Ayat dari Imamat 7:29 menegaskan sebuah prinsip penting dalam ibadah dan persembahan umat Israel kuno, yang relevansinya juga dapat direnungkan dalam kehidupan beriman masa kini. Ayat ini berbicara tentang "persembahan syukur dan damai sejahtera," sebuah kategori persembahan yang memiliki makna spiritual dan komunal yang mendalam.

Persembahan syukur, atau yang dalam bahasa Ibrani disebut sebagai "todah," adalah ungkapan terima kasih kepada Tuhan atas berkat, pemeliharaan, atau penyelamatan yang telah Ia berikan. Ini bukan sekadar ritual formal, melainkan pengakuan hati yang tulus atas kebaikan Tuhan. Sementara itu, persembahan damai sejahtera, atau "shelamim," mewakili hubungan yang harmonis dan rekonsiliasi dengan Tuhan. Keduanya seringkali berkaitan erat, karena berkat dan pemeliharaan Tuhan yang membawa sukacita dan rasa aman seringkali memampukan seseorang untuk membawa persembahan damai sejahtera, menegaskan kembali hubungan yang baik dengan Sang Pencipta.

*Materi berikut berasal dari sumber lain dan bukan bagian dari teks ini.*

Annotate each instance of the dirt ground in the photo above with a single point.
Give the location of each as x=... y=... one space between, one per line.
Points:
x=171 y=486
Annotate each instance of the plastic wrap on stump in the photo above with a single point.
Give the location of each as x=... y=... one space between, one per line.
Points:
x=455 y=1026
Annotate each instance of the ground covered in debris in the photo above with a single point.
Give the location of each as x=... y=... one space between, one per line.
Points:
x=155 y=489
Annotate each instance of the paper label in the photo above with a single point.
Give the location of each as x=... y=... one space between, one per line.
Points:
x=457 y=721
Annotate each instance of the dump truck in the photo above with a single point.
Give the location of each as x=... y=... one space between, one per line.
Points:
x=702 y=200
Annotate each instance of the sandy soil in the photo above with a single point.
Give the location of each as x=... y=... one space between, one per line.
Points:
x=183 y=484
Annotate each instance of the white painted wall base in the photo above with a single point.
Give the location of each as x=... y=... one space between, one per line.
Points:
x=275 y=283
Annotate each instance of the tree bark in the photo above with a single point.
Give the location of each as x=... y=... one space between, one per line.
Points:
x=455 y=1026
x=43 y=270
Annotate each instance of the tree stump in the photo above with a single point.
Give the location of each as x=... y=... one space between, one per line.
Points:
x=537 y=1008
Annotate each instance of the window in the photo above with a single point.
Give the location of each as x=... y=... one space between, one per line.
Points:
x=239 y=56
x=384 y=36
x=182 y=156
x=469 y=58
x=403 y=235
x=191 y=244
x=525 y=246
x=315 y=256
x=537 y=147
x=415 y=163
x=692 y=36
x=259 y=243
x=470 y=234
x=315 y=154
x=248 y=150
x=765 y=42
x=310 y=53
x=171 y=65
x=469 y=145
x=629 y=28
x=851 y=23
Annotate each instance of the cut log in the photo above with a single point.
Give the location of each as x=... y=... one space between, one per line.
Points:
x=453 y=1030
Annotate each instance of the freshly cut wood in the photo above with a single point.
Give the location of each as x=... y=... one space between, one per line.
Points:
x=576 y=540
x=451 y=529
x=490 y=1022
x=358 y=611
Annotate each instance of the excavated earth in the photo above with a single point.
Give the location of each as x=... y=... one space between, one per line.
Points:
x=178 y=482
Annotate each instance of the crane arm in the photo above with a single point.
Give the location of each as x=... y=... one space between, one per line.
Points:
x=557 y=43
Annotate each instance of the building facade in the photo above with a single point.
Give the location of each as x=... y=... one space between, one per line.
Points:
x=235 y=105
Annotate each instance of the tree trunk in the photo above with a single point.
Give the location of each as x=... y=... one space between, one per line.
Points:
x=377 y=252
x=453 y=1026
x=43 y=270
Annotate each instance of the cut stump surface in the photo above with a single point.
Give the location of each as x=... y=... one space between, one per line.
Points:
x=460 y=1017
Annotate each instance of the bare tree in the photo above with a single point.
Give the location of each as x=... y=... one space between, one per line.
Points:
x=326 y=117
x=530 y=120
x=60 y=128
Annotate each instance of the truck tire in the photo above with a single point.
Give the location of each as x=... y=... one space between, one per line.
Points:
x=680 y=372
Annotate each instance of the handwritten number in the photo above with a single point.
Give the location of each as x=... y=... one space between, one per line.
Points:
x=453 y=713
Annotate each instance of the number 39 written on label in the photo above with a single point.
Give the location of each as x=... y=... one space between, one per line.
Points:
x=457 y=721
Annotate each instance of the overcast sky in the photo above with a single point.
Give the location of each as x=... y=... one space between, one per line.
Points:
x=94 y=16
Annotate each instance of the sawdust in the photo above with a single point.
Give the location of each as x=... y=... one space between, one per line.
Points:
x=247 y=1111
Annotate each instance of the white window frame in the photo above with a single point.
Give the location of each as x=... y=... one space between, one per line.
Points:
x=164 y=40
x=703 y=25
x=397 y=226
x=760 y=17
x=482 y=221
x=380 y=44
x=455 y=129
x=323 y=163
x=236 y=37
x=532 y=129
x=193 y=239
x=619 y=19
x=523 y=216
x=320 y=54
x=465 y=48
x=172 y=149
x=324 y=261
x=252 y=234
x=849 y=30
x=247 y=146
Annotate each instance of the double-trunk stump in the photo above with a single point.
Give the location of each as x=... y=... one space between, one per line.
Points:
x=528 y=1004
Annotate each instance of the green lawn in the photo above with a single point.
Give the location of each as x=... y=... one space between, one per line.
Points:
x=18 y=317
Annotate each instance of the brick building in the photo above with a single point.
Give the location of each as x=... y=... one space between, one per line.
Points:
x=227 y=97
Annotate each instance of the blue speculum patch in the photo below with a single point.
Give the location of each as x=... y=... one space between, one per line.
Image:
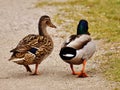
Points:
x=67 y=53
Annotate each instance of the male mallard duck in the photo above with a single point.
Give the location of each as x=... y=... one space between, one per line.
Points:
x=77 y=49
x=33 y=49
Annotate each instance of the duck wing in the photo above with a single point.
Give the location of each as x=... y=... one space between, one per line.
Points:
x=77 y=41
x=30 y=42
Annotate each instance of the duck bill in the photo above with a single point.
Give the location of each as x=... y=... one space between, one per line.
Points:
x=11 y=58
x=51 y=25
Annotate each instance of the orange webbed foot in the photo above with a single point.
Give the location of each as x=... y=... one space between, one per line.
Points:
x=82 y=75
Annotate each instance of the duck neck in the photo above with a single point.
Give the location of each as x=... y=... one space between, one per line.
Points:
x=42 y=30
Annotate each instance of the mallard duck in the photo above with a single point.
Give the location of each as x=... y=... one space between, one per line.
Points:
x=33 y=49
x=77 y=49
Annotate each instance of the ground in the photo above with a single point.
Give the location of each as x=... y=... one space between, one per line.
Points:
x=19 y=18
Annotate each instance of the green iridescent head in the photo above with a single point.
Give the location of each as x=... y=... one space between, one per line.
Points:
x=82 y=27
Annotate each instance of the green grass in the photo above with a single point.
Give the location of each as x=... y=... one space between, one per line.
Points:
x=104 y=23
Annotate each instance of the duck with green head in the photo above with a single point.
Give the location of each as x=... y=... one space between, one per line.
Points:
x=78 y=48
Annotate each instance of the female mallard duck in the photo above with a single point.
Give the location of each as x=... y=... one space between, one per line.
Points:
x=77 y=49
x=33 y=49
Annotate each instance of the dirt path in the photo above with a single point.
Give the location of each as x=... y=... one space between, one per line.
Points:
x=17 y=19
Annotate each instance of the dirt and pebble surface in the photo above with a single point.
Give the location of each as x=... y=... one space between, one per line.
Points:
x=19 y=18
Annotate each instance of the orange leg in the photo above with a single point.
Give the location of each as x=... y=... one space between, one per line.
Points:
x=83 y=74
x=36 y=70
x=73 y=72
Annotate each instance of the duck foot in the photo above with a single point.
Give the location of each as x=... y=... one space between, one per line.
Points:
x=28 y=68
x=34 y=74
x=76 y=73
x=82 y=75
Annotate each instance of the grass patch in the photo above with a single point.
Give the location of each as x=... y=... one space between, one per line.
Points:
x=104 y=23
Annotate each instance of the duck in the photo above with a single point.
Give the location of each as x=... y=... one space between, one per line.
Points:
x=78 y=48
x=34 y=48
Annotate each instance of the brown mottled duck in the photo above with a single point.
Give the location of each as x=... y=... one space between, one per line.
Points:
x=33 y=49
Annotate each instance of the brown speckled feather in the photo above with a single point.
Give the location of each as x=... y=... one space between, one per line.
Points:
x=43 y=44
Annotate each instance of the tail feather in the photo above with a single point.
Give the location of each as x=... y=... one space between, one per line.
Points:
x=20 y=62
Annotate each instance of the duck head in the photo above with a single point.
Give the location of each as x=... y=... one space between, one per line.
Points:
x=44 y=21
x=82 y=27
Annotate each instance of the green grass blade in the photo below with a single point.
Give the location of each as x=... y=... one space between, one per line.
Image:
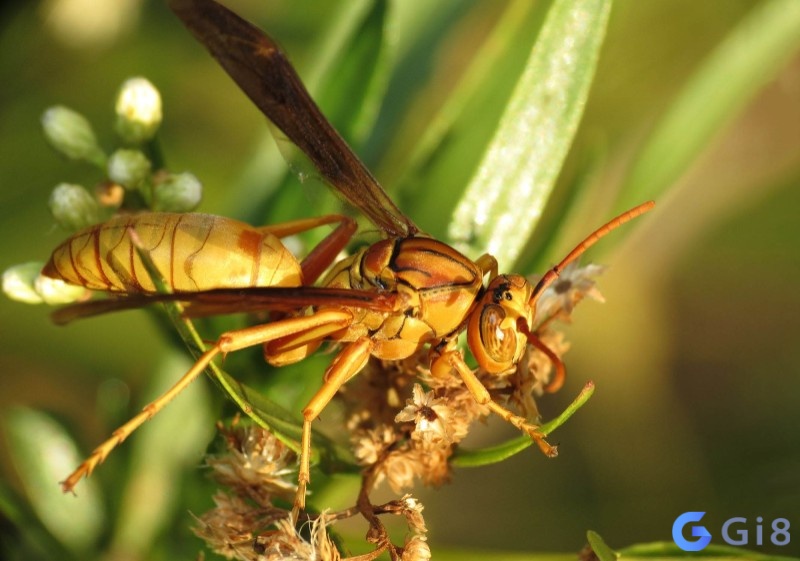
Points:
x=506 y=197
x=43 y=454
x=730 y=76
x=665 y=551
x=601 y=550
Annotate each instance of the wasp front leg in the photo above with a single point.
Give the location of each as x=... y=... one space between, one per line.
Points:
x=349 y=362
x=454 y=359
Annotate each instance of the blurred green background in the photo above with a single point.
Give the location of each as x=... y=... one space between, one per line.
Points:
x=694 y=356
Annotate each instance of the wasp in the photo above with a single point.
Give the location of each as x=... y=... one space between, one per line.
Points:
x=388 y=300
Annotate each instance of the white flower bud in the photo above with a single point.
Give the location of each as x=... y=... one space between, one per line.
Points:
x=73 y=207
x=138 y=111
x=178 y=192
x=128 y=167
x=70 y=133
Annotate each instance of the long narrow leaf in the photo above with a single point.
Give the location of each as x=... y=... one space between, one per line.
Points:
x=507 y=195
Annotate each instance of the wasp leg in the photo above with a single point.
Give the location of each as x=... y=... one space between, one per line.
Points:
x=349 y=362
x=456 y=360
x=323 y=323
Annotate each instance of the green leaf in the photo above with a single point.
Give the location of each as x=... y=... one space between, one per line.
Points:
x=603 y=552
x=507 y=195
x=494 y=454
x=668 y=550
x=763 y=43
x=43 y=453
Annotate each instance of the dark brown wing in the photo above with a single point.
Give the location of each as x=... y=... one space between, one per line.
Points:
x=235 y=301
x=262 y=71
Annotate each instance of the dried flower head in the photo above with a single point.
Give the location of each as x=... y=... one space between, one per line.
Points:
x=429 y=413
x=256 y=464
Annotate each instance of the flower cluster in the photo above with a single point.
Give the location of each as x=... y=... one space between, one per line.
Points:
x=257 y=472
x=131 y=180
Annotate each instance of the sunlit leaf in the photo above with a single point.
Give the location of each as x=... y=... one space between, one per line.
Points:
x=507 y=195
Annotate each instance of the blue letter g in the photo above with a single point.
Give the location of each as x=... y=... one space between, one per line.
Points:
x=697 y=531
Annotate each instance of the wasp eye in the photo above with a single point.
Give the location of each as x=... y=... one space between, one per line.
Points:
x=499 y=343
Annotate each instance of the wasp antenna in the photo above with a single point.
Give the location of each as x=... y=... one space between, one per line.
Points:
x=590 y=240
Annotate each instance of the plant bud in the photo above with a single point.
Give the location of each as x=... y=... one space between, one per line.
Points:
x=70 y=133
x=73 y=207
x=177 y=192
x=138 y=111
x=128 y=167
x=55 y=291
x=19 y=282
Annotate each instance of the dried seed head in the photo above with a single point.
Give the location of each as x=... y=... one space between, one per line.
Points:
x=256 y=464
x=430 y=414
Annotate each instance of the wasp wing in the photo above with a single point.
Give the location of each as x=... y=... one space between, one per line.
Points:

Signifikansi Persembahan Damai Sejahtera

Persembahan damai sejahtera memiliki karakteristik unik. Berbeda dengan persembahan bakaran yang seluruhnya dibakar untuk Tuhan, atau persembahan penghapus dosa yang ditujukan untuk pengampunan, sebagian dari persembahan damai sejahtera dikonsumsi oleh imam yang melayani dan sebagian lagi dikonsumsi oleh keluarga yang mempersembahkannya. Hal ini melambangkan persekutuan yang terjadi: persekutuan antara umat Tuhan, persekutuan antara umat dengan imam (yang mewakili Tuhan), dan yang terpenting, persekutuan dengan Tuhan sendiri.

Ketentuan Universal

Penting untuk dicatat frasa dalam Imamat 7:29 yang menyatakan, "Perintah ini berlaku untuk semua orang Israel, turun-temurun, untuk semua orang yang membawa persembahan syukur dan damai sejahtera kepada TUHAN." Penegasan ini menunjukkan bahwa ibadah yang benar, yang melibatkan hati yang bersyukur dan keinginan untuk hidup dalam keharmonisan dengan Tuhan, adalah sebuah prinsip yang seharusnya merangkul seluruh umat Tuhan, dari generasi ke generasi. Ini bukan sekadar aturan sementara atau eksklusif bagi kelompok tertentu, melainkan sebuah ketetapan yang bersifat fundamental dalam hubungan umat dengan Tuhan.

Refleksi Masa Kini

Meskipun konteks hukum Taurat bersifat spesifik untuk Israel kuno, prinsip di balik persembahan syukur dan damai sejahtera tetap relevan. Dalam konteks perjanjian baru melalui Kristus, kita diajak untuk terus membawa persembahan rohani kepada Tuhan: "melalui Dia marilah kita selalu mempersembahkan korban syukur kepada Allah, yaitu persembahan bibir yang memuliakan nama-Nya" (Ibrani 13:15). Persembahan ini mencakup pujian, penyembahan, pengucapan syukur, dan juga hidup yang taat yang mencerminkan kedamaian dan rekonsiliasi yang telah kita terima.

Memahami Imamat 7:29 mengingatkan kita akan pentingnya menjaga hubungan yang sehat dan bersyukur dengan Tuhan. Ini adalah undangan untuk secara aktif mengungkapkan rasa terima kasih kita atas segala kebaikan-Nya dan untuk hidup dalam kesadaran akan kedamaian yang Ia anugerahkan, serta untuk menjalin persekutuan yang mendalam dengan-Nya dalam kehidupan sehari-hari.